How well he bounces back will be a question, as well as how much young backs Bri'onte Dunn and Warren Ball have progressed.
If neither of those two makes significant strides, odds are that either Dontre Wilson or Ezekiel Elliott may have a good chance to pass them up on the depth chart.
The wide receiver position got a significant jolt in recruiting with the signings of Jalin Marshall, James Clark and Corey Smith. That puts a lot of pressure on veterans Corey Brown and Devin Smith to grow.
The pair had their share of big plays and big games, proving that they had adequate skills.
Neither is elite, but they're good enough to be solid players.

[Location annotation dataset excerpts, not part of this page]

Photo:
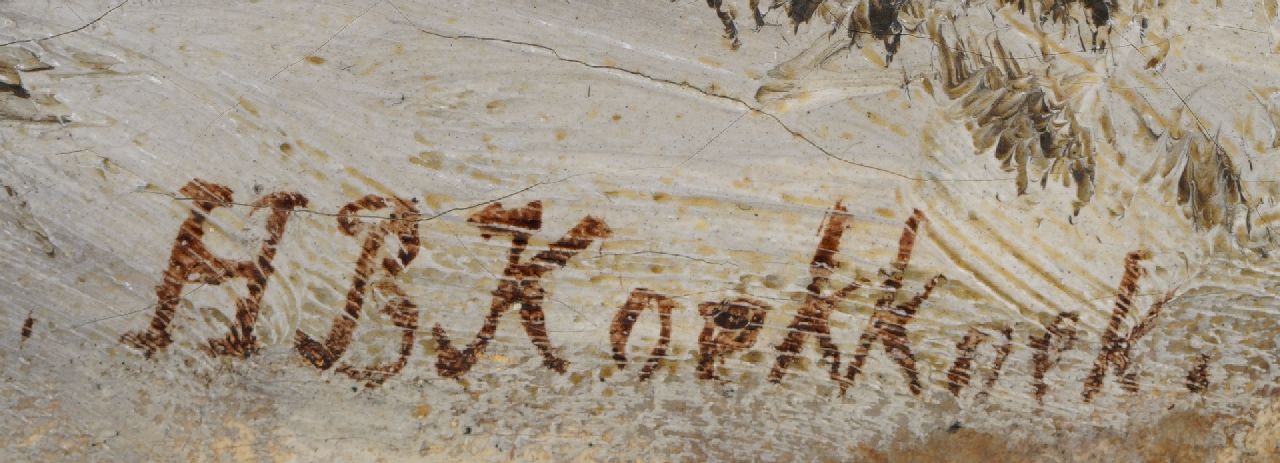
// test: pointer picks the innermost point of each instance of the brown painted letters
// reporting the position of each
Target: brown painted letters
(191, 262)
(731, 325)
(888, 321)
(520, 284)
(402, 224)
(626, 319)
(816, 312)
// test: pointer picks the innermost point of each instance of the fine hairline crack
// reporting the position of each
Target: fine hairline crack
(679, 85)
(72, 31)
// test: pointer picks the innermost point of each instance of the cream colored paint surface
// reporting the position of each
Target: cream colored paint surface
(714, 169)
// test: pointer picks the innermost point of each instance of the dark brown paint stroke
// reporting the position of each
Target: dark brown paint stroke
(620, 330)
(402, 224)
(191, 264)
(520, 283)
(888, 322)
(813, 317)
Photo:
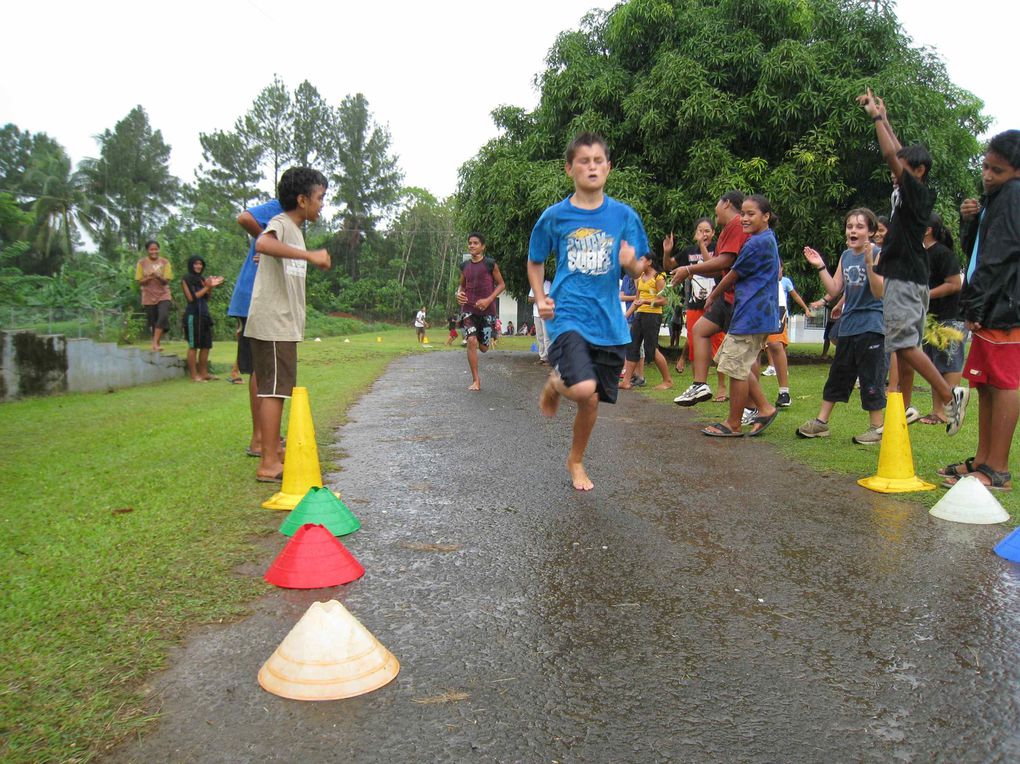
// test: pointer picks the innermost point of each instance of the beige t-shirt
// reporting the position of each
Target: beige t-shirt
(277, 308)
(158, 290)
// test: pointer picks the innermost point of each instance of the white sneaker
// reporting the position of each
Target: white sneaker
(956, 409)
(697, 393)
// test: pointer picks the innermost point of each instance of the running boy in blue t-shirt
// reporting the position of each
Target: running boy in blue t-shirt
(592, 236)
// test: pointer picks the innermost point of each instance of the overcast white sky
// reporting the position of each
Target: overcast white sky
(430, 71)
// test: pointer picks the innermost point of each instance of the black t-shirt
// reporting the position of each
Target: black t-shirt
(904, 256)
(942, 263)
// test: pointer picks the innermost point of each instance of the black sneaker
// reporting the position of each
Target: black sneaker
(697, 393)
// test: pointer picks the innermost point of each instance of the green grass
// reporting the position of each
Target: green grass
(930, 446)
(125, 516)
(128, 515)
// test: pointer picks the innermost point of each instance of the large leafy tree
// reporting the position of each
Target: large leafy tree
(131, 181)
(228, 176)
(312, 121)
(366, 181)
(269, 123)
(38, 171)
(700, 96)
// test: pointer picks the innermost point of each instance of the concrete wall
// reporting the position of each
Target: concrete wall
(33, 364)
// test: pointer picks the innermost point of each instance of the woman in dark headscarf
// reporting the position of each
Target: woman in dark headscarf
(197, 319)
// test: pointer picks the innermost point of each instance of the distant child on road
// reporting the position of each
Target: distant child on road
(480, 284)
(592, 236)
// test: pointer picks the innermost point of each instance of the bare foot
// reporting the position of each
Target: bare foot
(578, 476)
(269, 472)
(549, 401)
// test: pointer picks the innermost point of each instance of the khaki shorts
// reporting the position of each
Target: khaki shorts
(275, 367)
(737, 354)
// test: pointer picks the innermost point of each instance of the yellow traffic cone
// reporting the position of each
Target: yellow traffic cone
(301, 467)
(896, 460)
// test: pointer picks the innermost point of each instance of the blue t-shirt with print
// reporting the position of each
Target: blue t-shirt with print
(756, 303)
(587, 245)
(241, 299)
(862, 311)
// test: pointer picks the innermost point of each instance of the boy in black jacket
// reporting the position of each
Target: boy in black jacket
(990, 307)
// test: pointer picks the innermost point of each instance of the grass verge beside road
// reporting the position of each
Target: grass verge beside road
(930, 446)
(125, 516)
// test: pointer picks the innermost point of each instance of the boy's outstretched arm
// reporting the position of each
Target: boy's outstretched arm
(500, 286)
(537, 277)
(887, 142)
(725, 284)
(267, 244)
(833, 287)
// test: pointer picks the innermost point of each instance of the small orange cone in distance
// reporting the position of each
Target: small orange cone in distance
(896, 460)
(312, 559)
(326, 656)
(301, 467)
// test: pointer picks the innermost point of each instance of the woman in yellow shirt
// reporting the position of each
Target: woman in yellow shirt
(645, 328)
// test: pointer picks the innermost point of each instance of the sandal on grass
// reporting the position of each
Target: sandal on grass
(954, 470)
(720, 430)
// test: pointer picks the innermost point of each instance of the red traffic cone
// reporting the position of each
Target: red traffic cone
(312, 559)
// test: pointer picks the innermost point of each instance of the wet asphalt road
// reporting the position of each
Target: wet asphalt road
(708, 602)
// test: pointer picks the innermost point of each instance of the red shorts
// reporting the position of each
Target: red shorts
(693, 316)
(993, 359)
(717, 339)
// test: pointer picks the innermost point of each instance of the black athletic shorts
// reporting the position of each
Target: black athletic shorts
(576, 360)
(721, 313)
(858, 357)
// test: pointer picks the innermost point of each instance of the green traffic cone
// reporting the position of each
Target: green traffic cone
(321, 507)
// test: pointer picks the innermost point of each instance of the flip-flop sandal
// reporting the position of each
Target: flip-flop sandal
(953, 470)
(724, 431)
(763, 422)
(997, 480)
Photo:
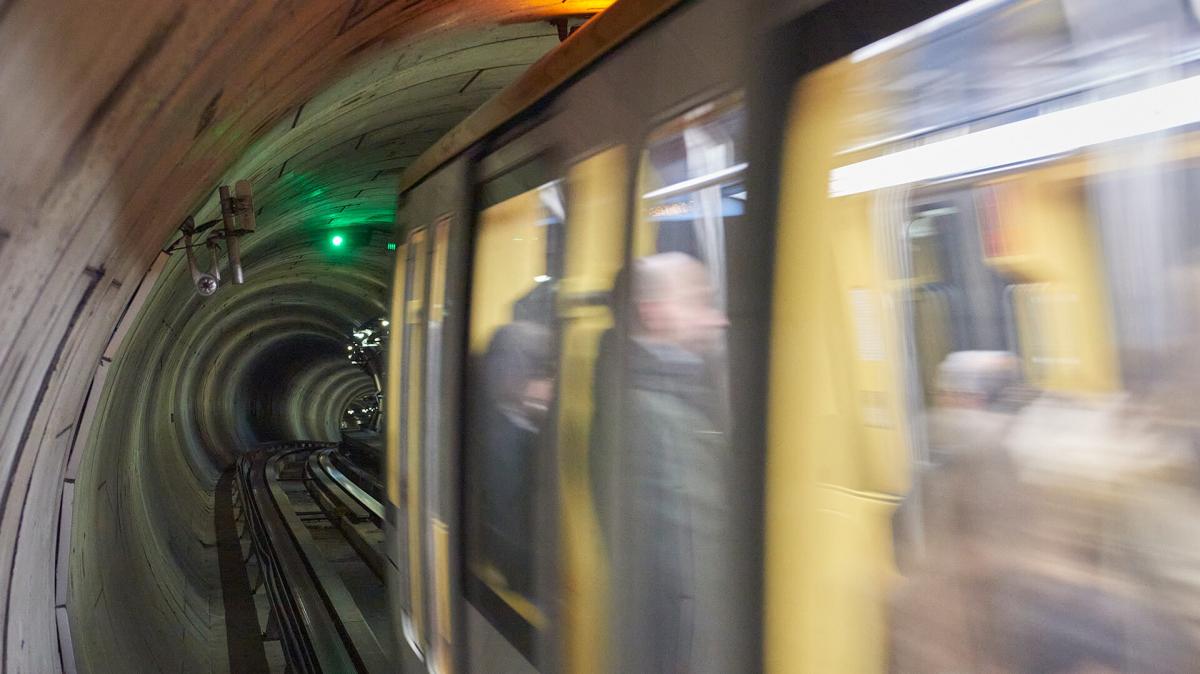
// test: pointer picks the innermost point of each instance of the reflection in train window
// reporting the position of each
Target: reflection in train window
(673, 521)
(510, 387)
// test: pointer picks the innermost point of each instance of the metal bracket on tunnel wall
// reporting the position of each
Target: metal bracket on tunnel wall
(237, 220)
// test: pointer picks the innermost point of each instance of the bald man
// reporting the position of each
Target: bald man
(675, 566)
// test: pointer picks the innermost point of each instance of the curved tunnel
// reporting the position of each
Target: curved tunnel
(124, 395)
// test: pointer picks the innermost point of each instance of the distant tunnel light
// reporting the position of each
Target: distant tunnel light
(1158, 108)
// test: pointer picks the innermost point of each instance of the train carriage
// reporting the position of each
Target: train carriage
(863, 197)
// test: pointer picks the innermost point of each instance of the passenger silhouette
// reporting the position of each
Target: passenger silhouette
(675, 464)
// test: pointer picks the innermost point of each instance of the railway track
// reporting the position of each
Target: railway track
(316, 542)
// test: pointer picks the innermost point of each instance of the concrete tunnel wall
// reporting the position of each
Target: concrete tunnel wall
(119, 120)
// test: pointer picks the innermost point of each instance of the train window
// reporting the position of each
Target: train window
(511, 377)
(673, 519)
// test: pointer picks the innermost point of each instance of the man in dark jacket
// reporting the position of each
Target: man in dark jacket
(676, 565)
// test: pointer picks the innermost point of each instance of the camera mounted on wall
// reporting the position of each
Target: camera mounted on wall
(237, 220)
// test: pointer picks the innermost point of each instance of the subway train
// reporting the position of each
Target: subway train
(834, 337)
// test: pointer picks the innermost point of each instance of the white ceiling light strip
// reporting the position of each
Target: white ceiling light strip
(1159, 108)
(924, 28)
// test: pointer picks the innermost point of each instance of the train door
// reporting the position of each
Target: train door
(675, 517)
(509, 464)
(414, 621)
(395, 469)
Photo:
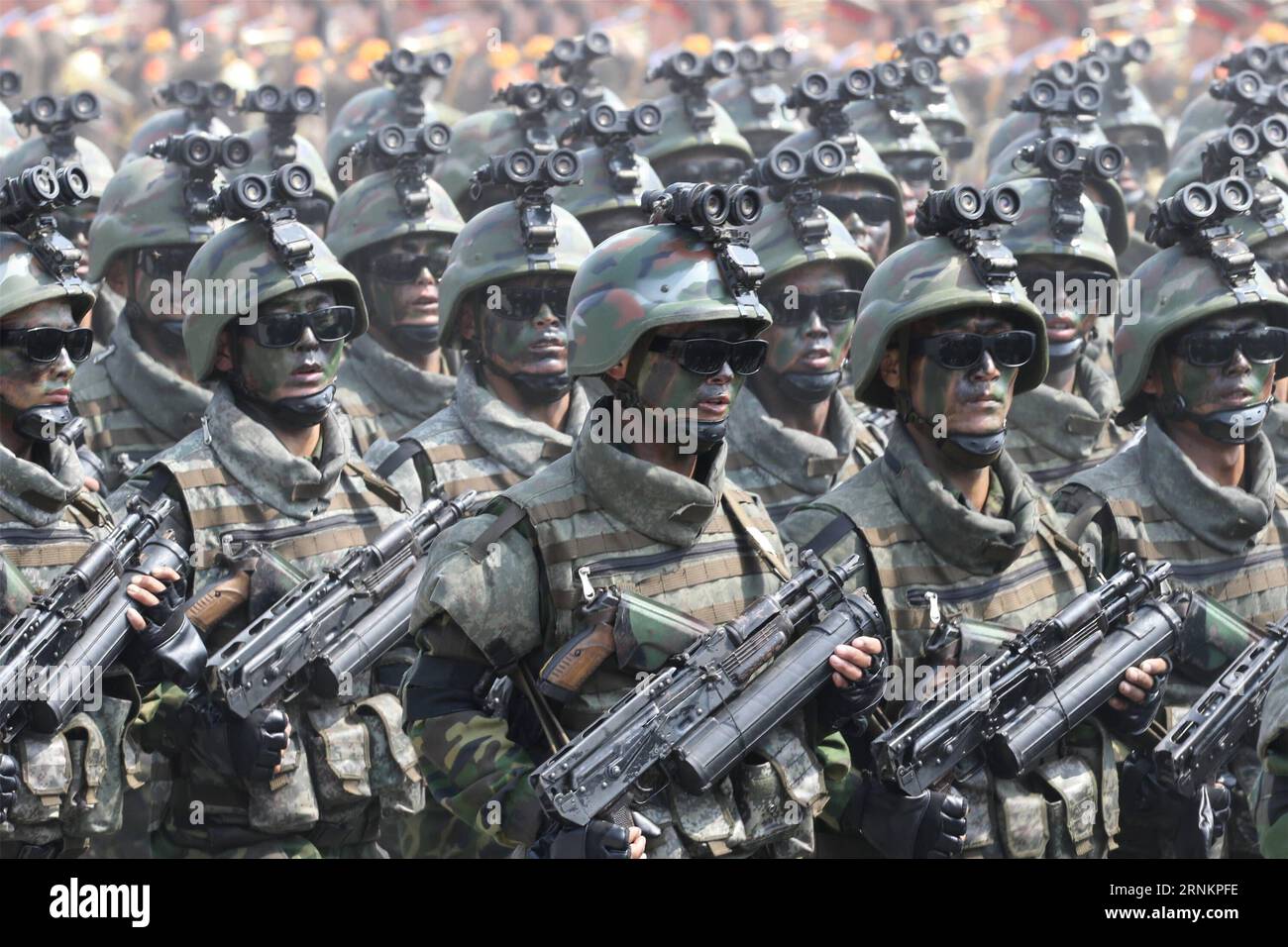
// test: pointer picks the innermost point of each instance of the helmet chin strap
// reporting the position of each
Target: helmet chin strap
(1219, 425)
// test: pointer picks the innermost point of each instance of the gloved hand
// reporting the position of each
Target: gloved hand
(256, 745)
(8, 785)
(596, 839)
(927, 826)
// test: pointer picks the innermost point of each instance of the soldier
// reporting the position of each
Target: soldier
(72, 787)
(270, 488)
(793, 437)
(1199, 488)
(1065, 424)
(698, 140)
(952, 531)
(669, 322)
(138, 395)
(394, 230)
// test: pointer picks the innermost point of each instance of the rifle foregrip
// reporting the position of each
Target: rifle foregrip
(570, 667)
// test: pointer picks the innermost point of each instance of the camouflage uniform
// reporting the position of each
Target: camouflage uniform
(245, 502)
(1006, 565)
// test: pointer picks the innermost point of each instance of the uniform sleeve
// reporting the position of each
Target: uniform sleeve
(482, 615)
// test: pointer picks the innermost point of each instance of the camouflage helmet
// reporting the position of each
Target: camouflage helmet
(596, 192)
(143, 205)
(678, 134)
(932, 277)
(644, 278)
(86, 155)
(1176, 290)
(171, 121)
(890, 137)
(1009, 167)
(781, 250)
(490, 248)
(756, 111)
(372, 213)
(262, 161)
(362, 115)
(866, 166)
(1031, 234)
(241, 254)
(25, 281)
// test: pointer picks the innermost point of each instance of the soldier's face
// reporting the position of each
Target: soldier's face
(520, 326)
(814, 309)
(662, 381)
(962, 401)
(25, 382)
(294, 371)
(864, 210)
(1237, 382)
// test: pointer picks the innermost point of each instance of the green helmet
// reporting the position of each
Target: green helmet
(143, 205)
(362, 115)
(678, 134)
(596, 193)
(866, 166)
(171, 121)
(262, 162)
(780, 248)
(243, 253)
(890, 133)
(25, 279)
(1176, 290)
(88, 155)
(1031, 234)
(372, 213)
(1203, 114)
(758, 111)
(643, 278)
(932, 277)
(492, 248)
(1010, 167)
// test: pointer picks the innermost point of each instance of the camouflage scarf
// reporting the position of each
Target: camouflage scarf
(974, 541)
(35, 495)
(253, 455)
(154, 390)
(1068, 424)
(510, 436)
(1228, 518)
(787, 453)
(649, 499)
(400, 385)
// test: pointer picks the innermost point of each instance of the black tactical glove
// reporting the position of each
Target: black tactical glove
(927, 826)
(256, 745)
(8, 785)
(168, 648)
(596, 839)
(840, 706)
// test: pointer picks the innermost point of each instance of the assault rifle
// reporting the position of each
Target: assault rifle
(708, 706)
(333, 626)
(1019, 701)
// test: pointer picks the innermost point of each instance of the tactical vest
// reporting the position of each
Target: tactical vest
(1051, 812)
(347, 758)
(764, 801)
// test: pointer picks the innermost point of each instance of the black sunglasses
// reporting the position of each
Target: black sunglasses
(835, 307)
(708, 356)
(403, 268)
(872, 209)
(1214, 348)
(958, 351)
(282, 330)
(166, 261)
(46, 343)
(520, 303)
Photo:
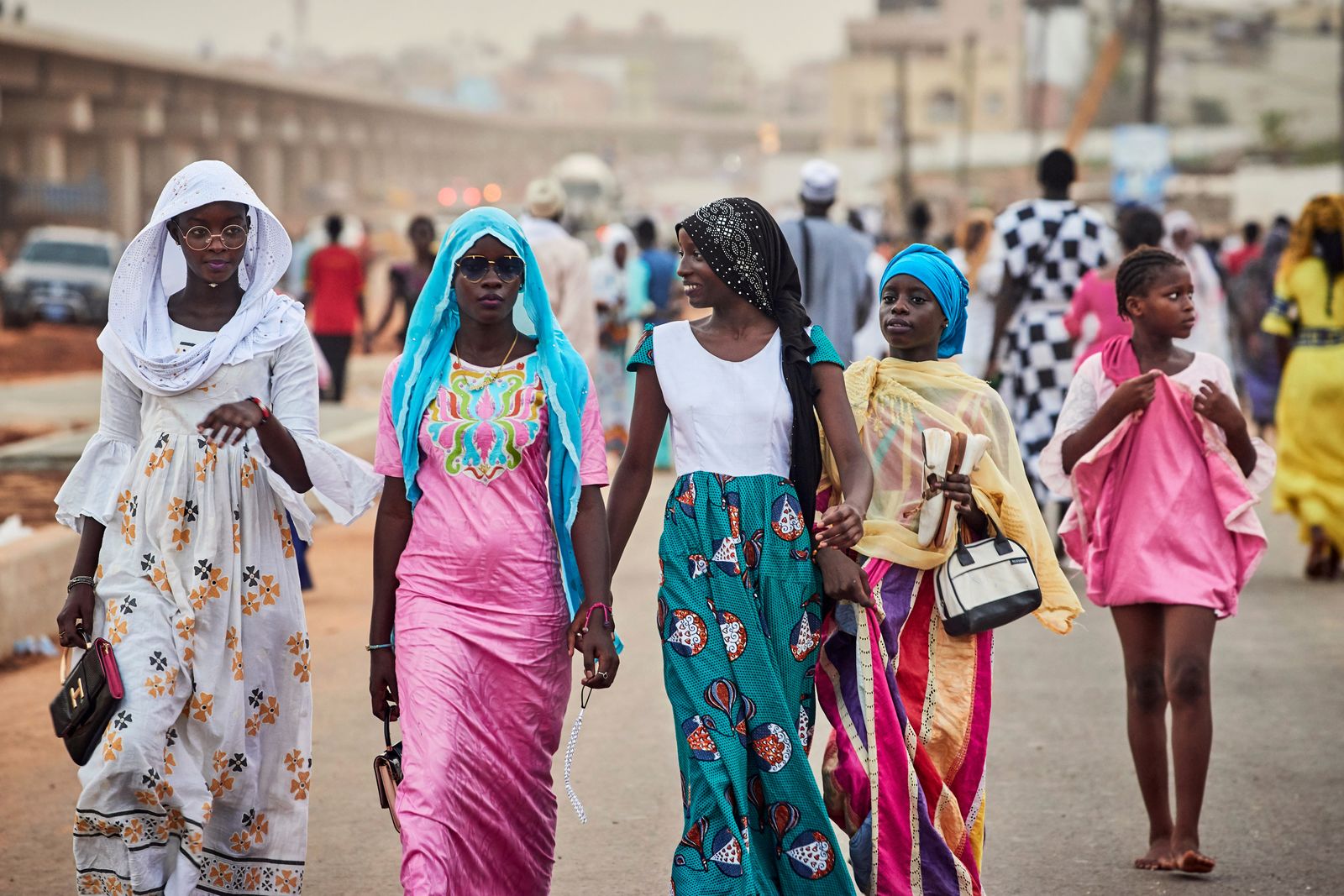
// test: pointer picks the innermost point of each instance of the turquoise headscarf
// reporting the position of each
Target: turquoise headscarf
(427, 360)
(932, 268)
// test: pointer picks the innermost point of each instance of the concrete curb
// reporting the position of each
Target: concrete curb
(34, 570)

The question is the depth behind them, namely Evan Spencer and Michael Thomas. Their jobs and playing time could be on the line if they don't have great springs.
The tight end position hasn't had a strong last few years at Ohio State, but the Buckeyes do have a young pair with potential in Jeff Heuerman and Nick Vannett.
Heuerman and Vannett are both third-year players who combined for 17 catches and 219 yards receiving. It may not seem like a lot, but it's only three yards less than graduating TE Jake Stoneburner's best season.
Heading into year two of Urban Meyer's offense, it will be interesting to see how much more frequently the tight end is used in the passing game.
Meyer's background indicates that he loves using the tight end, and the development of Heuerman and Vannett in the spring can go a long way for them seeing more passes thrown their way.
All but one starter on the Buckeyes' offensive line returns after a season where this group showed tremendous improvement from the previous season.
The one battle to watch will be between sophomore Taylor Decker and redshirt freshman Kyle Dodson for the starting job at RT alongside Marcus Hall.
Decker saw a small amount of playing time last year, while Dodson was rehabbing from an injury he sustained before enrolling last fall.
The biggest question facing the Buckeyes this season comes in the form of the defensive line, which has to be completely overhauled after graduating all four starters.
What's left is quite a bit of potential, including juniors Michael Bennett and Steve Miller, and sophomores Noah Spence and Adolphus Washington.
The spring is where the leader of this young group has to emerge and when a core of linemen separate themselves from the backups.
It likely will be the fiercest competition of any position in the spring because there are a lot of talented, yet unproven, players fighting for the four starting jobs on the front.
Ryan Shazier is in the discussion for best linebacker in the Big Ten going into 2013. However, the rest of the talent around him has a lot of questions to answer.
The two linebacker spots opposite Shazier are up for grabs, and most of the players in competition for the jobs in the spring have not seen the field in base defenses.
Curtis Grant and Josh Perry are the favorites to start, despite the fact that Grant was benched a few weeks into last season. Perry saw some snaps last year toward the end of the season and did a solid job.
Sophomores David Perkins and Camren Williams made nice plays on special teams and can each earn a shot at the job.
OSU's secondary returns three starters including star corner Bradley Roby. While the Buckeyes do have two seniors starting at safety, there isn't going to be much help on the way in terms of depth until the fall.
The second corner spot is going to be an entertaining battle between junior Doran Grant and a pair of freshmen in Cam Burrows and Eli Apple. Both freshmen are talented athletes who enrolled early and have been lifting with the team since January, which means they have time to learn the defense early.
Grant has shown the ability to play well at this level, which makes him the favorite.
But by no means will this job be given to him.